We finally reached a total of $17.34. Unwilling to part with a single Three Musketeer's bar, the woman quickly darted off to the parking lot to try to borrow 34 cents from somebody. At that point, everyone in the line began tossing change at the clerk who was annoyed that the rest of us in line might try to interfere with this attempt to compete a commercial transaction.
These type of encounters, which are far too typical in the city, make me misty eyed for the Fairways and Hy-Vee's of Iowa where there is, relatively speaking, "a helpful smile in every aisle." At those stores, the fresh-faced kids wearing neckties were always capable of making change and preformed their jobs with a competency and a work ethic that the disenfranchised and under educated youths of the city fail to comprehend.

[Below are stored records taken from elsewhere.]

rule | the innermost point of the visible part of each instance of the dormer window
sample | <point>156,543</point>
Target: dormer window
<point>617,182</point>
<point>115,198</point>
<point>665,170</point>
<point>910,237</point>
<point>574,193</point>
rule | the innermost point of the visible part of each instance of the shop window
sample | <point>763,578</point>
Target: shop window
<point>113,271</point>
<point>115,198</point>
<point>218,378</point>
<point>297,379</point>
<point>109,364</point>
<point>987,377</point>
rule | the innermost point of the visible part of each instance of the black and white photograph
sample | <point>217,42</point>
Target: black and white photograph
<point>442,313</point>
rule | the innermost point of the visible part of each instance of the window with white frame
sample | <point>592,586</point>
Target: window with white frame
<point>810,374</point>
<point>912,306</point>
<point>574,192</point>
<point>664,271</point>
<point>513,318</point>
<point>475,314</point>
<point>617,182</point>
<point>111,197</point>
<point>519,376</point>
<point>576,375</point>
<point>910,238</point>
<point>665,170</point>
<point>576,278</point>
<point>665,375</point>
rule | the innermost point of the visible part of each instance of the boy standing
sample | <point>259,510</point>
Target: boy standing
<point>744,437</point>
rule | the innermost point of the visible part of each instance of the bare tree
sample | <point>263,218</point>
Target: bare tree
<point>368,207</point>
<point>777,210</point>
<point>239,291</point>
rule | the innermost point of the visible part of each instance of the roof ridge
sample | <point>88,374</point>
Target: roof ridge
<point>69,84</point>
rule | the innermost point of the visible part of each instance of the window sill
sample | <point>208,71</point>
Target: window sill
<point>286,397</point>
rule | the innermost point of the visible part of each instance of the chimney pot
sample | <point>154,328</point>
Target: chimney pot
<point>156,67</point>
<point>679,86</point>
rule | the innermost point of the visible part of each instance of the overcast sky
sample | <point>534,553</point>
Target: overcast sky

Many people poke fun at Iowans. They call us "Idiots Out Wandering Around." They tell us that we live in the heartland, because there obviously aren't any brains there. However, the standardized tests don't lie. People that graduate from the Iowa school system leave with a greater aptitude to function in society than almost anywhere in the nation. Iowa children are instilled with a work ethic and take pride in their tasks. This is why Iowa is the nation's best-kept secret. It's why, although now transplanted, I'm proud to be an Iowan.
Sean Dumm comes to HTO/Hawkeye Illustrated from PlanetHawkeye.com, where he posted a semi-regular collection of editorials and satirical commentaries -- most of which were intended in jest. Some of it was supposed to be funny. All of it is designed to make you think.
Sean is a graduate of the University of Iowa and currently resides in Kansas City.